コミュニティトップへ
高峰心霊学研究所トップへ 最新レポート クリエーター別で見る 商品別一覧 ゲームノベル・ゲームコミックを見る 前のページへ

<東京怪談・PCゲームノベル>


Night Bird -蒼月亭奇譚-

 昼下がりの蒼月亭…ランチタイムの客も引け、そこにはゆったりとした時間が流れていた。
 黒榊・魅月姫(くろさかき・みづき)は週に二回ほど蒼月亭で午後のティータイムを楽しんでいる。
 美味しい紅茶に添えられているお菓子。小さくかかっているジャズと静かで落ち着ける雰囲気。そして…。
「魅月姫さん、いつもご来店ありがとうございます。これ、英国風のパンケーキなんですけど、よかったら味見して下さい」
 そっと差し出された焼きたてのパンケーキ。それはあまり大きすぎず、英国風にレモンと粉砂糖、そしてブラックベリーのシロップが添えられていた。

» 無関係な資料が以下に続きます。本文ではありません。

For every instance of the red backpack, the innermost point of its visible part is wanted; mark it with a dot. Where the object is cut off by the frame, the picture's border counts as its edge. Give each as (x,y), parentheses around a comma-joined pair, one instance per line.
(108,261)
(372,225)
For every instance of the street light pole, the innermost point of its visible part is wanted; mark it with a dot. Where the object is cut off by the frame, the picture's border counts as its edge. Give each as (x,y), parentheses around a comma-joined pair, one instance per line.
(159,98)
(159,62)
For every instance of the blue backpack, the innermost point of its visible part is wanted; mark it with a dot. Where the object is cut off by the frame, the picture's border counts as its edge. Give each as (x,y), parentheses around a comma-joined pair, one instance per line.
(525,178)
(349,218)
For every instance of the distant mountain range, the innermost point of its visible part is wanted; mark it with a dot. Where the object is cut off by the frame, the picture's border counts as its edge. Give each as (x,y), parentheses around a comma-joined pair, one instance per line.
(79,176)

それを出した立花・香里亜が少し恥ずかしそうに笑う。
「ありがとう、頂くわ」
 魅月姫は遙か昔に参加したティーパーティーを思い出しながら、パンケーキにレモンを搾り粉砂糖を振りかけた。そして焼きたてのそれを食べゆっくりと紅茶を飲む。
「どうですか?今日初めて作ってみたんですけど…」
 甘酸っぱいパンケーキに、アールグレイの香り。魅月姫は優雅に微笑みながら、香里亜に向かって満足げに頷いた。元々無表情気味な魅月姫であるが、香里亜の前では自然に表情が出る。そしてその微かな違いを彼女は分かってくれる。

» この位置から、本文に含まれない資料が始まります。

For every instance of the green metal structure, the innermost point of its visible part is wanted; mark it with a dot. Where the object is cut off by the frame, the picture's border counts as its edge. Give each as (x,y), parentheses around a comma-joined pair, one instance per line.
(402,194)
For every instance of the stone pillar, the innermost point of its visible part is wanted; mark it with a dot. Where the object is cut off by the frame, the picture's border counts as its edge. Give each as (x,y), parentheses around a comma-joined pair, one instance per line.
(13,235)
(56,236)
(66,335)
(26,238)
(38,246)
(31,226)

「とても美味しいわ。このパンケーキは英国で出しても喜ばれる味よ」
「ふふっ、良かったです。魅月姫さんのお墨付きなら安心です」
 この店に通っているのには理由があった。店の雰囲気が静かで落ち着けるだけでなく、ここで昼間働いている香里亜が入れる紅茶を、魅月姫はとても気に入っているのだ。ちょっとしたお喋りと紅茶を楽しむため、多いときには一日おきに来ることもある。
「マスターはどうしたのかしら…」
 マスターであるナイトホークの姿が見えないことに気がつき魅月姫がそう言うと、香里亜はカウンターの奥を指さした。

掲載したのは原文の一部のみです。